Now for my first installment, I offer If That's My Baby by Rell. At his height he was the go-to hook singer for the Roc-A-Fella record label appearing on records for each of the label's more prominent rapper stable. This track was his shot in the dark to capitalize on the minimal name recognition he did have. In the male R & B crop, the field is mediocre and there is no stand out. It is too easy to just fall to the way side because everybody pretty much sounds the same. A small scrawny black kid with a gritty church-honed tenor doesn't exactly wow the masses. He disappeared after this track but reappeared on a Young Gunz single. After that, I haven't heard much.
But I remember seeing the video to this song one time on a Saturday night video show on BET. I believe I was at my former institution in Connecticut probably recovering from a hang over or just experiencing general malaise on an autumn night. I heard the song and it was just so comically honest, I jumped on my ethernet connection and found that song. I remember I was one of like 7 users who had it, but I bumped that joint.
There is no amazing musical achievement exhibited in this song. The lyrics aren't exactly awe inspiring. But I aways feel that rhythm and blues was the best music for telling a story. Even though the current crop of artisans in ths particular field are wanting, still the tracks have the ability to evoke a soap opera right in front of your eyes. R. Kelly's "Trapped In A Closet" is an extreme example. But good ol' R & B can put some drama in you. It can just not only move you physically but entertain you as well. This is something it had to inherit from its ancestors like slave songs to gospel and blues.

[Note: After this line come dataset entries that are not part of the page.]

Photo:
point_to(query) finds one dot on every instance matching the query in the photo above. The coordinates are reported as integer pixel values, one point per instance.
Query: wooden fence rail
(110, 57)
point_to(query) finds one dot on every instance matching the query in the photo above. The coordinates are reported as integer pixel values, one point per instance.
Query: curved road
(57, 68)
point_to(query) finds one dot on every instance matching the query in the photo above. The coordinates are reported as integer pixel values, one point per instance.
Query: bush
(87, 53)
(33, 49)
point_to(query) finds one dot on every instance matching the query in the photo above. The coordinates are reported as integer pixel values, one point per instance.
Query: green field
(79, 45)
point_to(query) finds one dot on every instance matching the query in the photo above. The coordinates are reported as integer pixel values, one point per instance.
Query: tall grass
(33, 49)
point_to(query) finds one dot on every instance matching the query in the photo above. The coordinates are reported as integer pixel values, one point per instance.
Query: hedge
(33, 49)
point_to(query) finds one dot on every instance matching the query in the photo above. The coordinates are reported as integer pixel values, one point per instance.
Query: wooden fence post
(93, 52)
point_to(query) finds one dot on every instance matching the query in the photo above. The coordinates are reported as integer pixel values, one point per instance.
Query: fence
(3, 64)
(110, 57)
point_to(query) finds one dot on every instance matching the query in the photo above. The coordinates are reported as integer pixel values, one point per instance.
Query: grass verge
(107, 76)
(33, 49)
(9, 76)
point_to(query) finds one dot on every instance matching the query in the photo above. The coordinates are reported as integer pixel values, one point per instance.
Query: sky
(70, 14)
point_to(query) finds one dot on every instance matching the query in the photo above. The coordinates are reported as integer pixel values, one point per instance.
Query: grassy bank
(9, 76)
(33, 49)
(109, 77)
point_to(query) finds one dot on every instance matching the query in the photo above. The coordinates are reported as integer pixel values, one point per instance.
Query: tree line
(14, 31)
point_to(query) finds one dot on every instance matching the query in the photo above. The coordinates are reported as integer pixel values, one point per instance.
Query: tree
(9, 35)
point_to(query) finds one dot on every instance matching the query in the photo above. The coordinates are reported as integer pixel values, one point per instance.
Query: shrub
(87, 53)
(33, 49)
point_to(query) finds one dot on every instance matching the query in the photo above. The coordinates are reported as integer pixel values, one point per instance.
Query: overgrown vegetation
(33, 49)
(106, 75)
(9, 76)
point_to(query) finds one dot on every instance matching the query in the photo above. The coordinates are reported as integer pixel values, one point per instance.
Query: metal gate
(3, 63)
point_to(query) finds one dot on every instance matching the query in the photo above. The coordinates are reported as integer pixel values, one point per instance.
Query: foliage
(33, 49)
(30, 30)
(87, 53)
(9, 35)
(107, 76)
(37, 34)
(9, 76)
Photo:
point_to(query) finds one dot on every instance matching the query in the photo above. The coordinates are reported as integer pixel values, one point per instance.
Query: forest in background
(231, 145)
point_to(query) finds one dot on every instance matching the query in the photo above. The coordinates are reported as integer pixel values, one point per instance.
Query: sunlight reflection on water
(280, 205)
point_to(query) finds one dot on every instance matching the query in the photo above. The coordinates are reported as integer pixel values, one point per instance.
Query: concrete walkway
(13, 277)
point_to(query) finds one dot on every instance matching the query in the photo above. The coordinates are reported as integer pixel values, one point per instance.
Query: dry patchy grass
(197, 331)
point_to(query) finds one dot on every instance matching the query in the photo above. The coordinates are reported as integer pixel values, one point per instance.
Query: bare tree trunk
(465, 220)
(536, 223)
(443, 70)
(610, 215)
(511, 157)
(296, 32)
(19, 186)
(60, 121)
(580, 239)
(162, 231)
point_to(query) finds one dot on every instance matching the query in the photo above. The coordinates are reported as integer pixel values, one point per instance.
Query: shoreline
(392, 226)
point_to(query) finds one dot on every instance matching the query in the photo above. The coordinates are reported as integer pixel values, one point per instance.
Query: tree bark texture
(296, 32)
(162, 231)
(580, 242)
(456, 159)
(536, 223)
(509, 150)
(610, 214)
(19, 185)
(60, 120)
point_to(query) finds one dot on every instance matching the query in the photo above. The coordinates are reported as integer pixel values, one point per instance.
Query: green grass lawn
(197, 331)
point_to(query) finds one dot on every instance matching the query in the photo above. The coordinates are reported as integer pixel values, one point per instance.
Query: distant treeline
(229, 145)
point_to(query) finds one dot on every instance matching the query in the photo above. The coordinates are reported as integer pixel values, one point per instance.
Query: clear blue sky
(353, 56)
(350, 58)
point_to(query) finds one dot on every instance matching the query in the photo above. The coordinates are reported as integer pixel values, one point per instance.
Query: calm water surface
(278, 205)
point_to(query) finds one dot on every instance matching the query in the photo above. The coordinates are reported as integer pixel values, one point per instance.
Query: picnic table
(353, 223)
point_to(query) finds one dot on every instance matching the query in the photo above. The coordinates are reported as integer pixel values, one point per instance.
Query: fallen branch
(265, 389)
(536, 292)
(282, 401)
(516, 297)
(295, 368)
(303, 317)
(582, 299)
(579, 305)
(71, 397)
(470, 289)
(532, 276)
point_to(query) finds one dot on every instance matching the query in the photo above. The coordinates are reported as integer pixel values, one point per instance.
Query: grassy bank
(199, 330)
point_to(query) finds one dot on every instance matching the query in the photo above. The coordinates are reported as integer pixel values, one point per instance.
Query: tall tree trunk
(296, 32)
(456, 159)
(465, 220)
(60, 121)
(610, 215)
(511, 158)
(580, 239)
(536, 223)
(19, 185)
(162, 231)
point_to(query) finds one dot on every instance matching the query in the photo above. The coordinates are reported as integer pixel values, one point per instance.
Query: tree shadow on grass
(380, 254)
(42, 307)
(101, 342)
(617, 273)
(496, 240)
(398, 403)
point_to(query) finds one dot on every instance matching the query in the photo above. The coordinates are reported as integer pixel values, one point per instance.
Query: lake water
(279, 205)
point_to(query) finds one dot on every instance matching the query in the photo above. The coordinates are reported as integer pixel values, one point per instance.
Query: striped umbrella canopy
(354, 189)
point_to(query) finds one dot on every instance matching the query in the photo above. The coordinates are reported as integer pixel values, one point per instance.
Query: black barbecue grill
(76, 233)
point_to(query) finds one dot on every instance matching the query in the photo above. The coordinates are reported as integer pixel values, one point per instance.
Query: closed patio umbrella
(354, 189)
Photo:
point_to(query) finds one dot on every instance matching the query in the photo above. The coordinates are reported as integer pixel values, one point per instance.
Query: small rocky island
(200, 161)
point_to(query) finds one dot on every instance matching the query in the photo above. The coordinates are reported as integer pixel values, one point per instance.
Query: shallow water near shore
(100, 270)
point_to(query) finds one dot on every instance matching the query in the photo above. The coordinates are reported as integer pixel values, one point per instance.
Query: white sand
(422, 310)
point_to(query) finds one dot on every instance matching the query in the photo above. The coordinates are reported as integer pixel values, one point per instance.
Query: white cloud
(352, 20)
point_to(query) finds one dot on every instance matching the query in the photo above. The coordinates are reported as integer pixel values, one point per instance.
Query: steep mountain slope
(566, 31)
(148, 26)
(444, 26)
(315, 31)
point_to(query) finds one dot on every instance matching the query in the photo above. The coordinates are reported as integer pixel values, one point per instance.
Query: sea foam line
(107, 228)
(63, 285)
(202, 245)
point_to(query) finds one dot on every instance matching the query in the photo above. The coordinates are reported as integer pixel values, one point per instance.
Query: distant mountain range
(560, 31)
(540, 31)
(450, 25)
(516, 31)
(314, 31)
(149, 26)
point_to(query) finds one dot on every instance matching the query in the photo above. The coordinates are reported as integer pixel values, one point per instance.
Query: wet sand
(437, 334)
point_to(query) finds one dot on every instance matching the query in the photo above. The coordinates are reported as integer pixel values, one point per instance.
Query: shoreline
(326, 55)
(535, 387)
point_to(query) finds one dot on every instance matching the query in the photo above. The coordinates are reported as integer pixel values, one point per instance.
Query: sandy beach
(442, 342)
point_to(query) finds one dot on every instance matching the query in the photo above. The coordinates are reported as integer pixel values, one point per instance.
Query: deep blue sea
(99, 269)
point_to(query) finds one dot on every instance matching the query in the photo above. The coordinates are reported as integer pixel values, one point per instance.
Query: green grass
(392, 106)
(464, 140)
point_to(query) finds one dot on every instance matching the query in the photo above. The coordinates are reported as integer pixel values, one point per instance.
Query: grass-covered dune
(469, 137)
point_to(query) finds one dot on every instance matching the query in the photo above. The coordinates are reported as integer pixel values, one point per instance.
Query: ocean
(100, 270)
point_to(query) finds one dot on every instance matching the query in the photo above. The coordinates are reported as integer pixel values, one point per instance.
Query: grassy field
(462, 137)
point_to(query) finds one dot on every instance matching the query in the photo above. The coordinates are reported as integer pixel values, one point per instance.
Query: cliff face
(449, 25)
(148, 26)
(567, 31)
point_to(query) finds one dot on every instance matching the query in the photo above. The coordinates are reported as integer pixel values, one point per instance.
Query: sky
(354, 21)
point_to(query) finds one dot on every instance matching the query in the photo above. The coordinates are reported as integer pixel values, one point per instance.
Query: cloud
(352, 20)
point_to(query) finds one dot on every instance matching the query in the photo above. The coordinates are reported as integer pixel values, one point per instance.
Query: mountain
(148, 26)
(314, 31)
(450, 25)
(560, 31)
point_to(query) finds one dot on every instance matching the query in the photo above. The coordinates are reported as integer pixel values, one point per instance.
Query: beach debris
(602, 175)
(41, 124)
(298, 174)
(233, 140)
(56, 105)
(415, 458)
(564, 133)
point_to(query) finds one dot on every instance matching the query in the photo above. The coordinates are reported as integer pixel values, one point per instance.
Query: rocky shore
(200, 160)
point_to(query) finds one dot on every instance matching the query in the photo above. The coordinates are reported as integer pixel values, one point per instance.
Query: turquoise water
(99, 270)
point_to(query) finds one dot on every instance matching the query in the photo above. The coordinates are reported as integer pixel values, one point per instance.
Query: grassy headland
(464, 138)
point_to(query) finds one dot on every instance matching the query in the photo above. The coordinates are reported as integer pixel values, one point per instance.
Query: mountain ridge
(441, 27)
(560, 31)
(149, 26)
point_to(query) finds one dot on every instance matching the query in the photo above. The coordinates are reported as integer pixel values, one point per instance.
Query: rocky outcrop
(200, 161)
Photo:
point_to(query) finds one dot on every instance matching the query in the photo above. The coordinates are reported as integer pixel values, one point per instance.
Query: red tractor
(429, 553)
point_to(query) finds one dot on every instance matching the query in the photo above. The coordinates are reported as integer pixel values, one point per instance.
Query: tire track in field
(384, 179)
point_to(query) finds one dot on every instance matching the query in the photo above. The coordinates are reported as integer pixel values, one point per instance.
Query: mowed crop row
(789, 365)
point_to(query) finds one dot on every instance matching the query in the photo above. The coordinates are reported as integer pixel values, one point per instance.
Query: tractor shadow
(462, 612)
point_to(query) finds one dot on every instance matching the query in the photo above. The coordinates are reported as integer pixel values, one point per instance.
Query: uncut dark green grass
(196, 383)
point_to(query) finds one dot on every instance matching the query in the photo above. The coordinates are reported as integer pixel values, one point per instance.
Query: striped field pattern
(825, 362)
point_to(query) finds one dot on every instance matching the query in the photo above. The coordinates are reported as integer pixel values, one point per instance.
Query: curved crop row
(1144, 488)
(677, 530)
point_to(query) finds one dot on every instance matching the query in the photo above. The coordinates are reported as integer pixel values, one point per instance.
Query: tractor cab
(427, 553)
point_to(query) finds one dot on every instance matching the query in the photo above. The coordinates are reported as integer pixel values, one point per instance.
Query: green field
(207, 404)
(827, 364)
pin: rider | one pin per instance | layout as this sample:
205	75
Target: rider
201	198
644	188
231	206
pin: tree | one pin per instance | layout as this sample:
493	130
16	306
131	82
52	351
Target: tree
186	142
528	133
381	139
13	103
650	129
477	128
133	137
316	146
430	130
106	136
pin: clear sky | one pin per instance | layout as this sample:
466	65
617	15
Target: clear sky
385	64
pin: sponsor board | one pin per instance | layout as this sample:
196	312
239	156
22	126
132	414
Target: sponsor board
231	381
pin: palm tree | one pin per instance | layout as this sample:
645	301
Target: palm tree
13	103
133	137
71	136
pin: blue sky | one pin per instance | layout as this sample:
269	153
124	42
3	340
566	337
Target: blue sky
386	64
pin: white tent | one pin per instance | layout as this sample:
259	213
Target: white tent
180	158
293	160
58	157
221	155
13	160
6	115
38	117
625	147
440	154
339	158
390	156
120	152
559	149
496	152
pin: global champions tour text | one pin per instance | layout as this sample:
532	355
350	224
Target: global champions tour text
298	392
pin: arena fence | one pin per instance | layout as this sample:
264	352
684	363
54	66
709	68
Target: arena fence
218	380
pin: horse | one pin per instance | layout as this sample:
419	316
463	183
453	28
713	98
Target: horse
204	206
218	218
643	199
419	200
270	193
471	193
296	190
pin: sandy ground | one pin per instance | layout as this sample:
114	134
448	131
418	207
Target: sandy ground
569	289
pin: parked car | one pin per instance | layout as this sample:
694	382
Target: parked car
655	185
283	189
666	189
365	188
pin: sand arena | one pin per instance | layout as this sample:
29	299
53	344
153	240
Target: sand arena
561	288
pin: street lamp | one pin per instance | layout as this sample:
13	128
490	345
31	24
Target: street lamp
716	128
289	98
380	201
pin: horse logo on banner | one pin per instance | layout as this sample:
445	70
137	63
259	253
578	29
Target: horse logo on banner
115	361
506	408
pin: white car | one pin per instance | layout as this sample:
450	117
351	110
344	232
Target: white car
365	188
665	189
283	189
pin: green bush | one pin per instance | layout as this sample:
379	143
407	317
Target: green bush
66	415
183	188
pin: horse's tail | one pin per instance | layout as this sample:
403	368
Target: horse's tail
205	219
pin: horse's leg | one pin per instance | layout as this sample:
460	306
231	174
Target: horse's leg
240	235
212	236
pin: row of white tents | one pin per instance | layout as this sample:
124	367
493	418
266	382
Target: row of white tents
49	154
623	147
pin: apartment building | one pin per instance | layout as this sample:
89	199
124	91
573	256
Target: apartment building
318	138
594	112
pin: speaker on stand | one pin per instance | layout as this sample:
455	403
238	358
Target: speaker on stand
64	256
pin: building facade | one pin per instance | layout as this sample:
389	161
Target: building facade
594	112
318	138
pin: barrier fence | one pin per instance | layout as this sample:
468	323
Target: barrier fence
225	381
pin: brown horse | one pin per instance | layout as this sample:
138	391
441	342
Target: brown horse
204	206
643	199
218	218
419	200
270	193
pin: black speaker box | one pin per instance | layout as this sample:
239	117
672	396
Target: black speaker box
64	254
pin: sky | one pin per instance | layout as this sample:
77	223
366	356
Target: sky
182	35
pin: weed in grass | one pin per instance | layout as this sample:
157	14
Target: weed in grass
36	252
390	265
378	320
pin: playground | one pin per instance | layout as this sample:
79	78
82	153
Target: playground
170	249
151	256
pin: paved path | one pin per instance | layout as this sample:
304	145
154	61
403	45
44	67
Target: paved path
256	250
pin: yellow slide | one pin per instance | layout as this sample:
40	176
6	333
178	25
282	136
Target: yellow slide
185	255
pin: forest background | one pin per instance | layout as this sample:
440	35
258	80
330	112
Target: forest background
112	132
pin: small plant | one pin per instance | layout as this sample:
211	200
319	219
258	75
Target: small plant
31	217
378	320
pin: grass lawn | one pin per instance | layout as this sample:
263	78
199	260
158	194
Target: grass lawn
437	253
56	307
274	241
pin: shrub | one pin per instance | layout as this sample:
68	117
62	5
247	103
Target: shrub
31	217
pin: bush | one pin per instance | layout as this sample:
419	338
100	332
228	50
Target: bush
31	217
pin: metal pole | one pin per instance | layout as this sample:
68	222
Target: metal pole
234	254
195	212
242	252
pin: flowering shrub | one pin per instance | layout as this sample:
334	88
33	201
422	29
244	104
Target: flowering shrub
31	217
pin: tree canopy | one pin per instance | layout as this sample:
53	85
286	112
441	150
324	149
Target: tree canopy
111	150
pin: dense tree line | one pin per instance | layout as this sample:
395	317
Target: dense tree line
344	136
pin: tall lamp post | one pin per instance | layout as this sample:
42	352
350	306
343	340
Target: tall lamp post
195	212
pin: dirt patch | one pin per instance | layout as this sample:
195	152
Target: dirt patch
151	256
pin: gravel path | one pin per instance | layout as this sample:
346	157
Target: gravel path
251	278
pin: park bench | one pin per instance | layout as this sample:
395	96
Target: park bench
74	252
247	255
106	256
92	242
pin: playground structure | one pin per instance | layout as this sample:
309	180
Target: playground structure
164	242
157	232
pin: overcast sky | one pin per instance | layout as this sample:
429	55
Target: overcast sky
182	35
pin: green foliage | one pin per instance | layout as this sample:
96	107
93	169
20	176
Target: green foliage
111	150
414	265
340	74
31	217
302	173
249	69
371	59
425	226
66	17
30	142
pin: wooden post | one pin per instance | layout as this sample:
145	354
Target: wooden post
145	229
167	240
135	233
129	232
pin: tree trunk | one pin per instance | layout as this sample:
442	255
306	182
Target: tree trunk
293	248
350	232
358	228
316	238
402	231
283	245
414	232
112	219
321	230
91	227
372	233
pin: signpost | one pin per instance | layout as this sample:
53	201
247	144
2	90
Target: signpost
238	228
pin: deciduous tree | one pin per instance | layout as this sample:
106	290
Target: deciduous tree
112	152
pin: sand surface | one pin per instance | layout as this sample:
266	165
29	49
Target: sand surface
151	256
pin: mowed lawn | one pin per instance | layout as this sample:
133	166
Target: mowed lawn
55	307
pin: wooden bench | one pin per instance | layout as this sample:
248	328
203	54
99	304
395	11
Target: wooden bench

Rell offers a simple taste. Simple story known across genres: cheating dog gets caught. But in this twist Rell is speaking to the mistress, the homewrecker who claims she carries his child. And with ease we are drawn into his thoughts and side of the hypothetical conversation as he explains his anguish and expectations. Like the lyrics, the music is straightforward and simple, held together by a solid bass line and a reoccurring electronic organ to evoke a churchy feel to the proceedings.
To add even more pleasure to the whole party, I am a sucker for the use of natural vernacular in song form. By the end, our boy has ad-libbed that the child's name and facial features better be reminiscent of him if indeed he is the father. It's not even four minutes, but every time the shuffle delivers it to me, I smile. Ignorant unnecessary drama at its best.